A personal memo on
The “bicameral mind” 30 years on: a critical reappraisal of Julian Jaynes’ hypothesis
by
Andrea Eugenio Cavanna
Michael Trimble
Federico Cinti
Francesco Monaco
Functional Neurology 2007; 22(1): 11-15
Three neurologist and one philologist reviewed Julian Jaynes The Origins of Consciousness in the Breakdown of the Bicameral Mind (Boston, MA; Houghton Mifflin 1976) after 30 years of its publication.
This review article had three parts: (1) neurophysiological / neuropsychological examination; (2) philological / anthropological and psychological / philosophical examination; (3) overall assessment.
The neurophysiological / neuropsychological examination reported that "neurophysiological data provide weak support for a bicameral structure of the preconscious mind." (p. 12). It also concluded that Jaynes' attribution of hallucination to stress was "far too simplistic to be a valid model for common aetiological processes" given "the variety of hallucinatory phenomena observed in normal subjects and different neuropsychatric disorders, ranging from schizopherenia to epilepsy" (p. 12). However, no negative conclusion was presented; no neurophysiological / neuropsychological data falsified Jaynes' theory.

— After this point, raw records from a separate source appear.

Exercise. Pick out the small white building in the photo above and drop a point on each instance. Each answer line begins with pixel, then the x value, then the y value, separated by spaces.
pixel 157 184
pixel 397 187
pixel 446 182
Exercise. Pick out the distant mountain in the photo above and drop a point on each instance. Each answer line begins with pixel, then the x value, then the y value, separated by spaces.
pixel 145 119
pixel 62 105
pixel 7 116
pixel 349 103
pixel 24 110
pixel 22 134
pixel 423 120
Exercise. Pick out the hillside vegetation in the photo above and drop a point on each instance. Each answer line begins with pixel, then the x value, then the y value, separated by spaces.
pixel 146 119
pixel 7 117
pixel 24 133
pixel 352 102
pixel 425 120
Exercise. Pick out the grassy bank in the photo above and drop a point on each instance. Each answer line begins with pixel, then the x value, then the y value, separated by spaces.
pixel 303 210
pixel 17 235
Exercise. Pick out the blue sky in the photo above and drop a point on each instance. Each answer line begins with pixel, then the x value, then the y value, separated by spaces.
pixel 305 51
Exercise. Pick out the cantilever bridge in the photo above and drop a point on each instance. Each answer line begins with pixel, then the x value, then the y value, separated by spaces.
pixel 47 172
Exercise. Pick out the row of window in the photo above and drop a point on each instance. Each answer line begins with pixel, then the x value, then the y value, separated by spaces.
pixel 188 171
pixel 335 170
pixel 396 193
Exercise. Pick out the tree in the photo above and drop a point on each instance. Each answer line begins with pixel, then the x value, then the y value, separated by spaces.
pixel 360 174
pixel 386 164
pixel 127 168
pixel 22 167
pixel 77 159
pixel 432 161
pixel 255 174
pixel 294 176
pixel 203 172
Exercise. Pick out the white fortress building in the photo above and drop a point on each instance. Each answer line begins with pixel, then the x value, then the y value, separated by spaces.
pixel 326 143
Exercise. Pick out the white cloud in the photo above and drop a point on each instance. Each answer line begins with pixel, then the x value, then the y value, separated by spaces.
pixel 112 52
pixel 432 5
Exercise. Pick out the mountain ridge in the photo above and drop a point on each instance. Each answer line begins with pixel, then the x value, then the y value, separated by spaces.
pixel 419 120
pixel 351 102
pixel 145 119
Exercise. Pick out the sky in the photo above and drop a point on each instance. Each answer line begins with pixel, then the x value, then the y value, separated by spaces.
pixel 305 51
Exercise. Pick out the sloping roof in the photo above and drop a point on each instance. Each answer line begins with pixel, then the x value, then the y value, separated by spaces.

The philological / anthropological and psychological / philosophical examination repeated the inconsistency of Iliad, a point Jaynes made clear in his book. However, it raised an interesting issue of "qualia", a relatively recent philosophical term, was not included in the theory of consciousness by Jaynes.
The overall assessment was positive: The reviewers stated that the Jaynes' non-unitary concept of Self -- one valid interpretation of his theory of bicameral mind -- "happens to converge with some of the findings that have emerged from cognitive neuroscience studies during the past few decades." (p. 14) and quoted the following literature.
Minsky M. The Society of Mind. New York; Simon and
Schuster 1986
Fodor J. The Modularity of Mind. Cambridge, MA; MIT
Press 1987
Dennett DC. Consciousness Explained. Boston, MA; Little,
Brown 1991
Baars BJ. A Cognitive Theory of Consciousness. Cambridge;
Cambridge University Press 1988
The reviewers concluded as follows.
Therefore, the debate raised by Jaynes' hypothesis seems to support some contemporary attempts to deconstruct the concept of a unitary Self - a coherent centre of consciousness and engine of human actions. Converging evidence suggests that our common sense-based intuition of the unitary Self could be considered an illusion created by Western cultural and social paradigms, developed after the Homeric ages and philosophically enhanced by Plato's thought in terms of mind-body dualism. (p. 14)
This review article confirms the importance of Jaynes' work.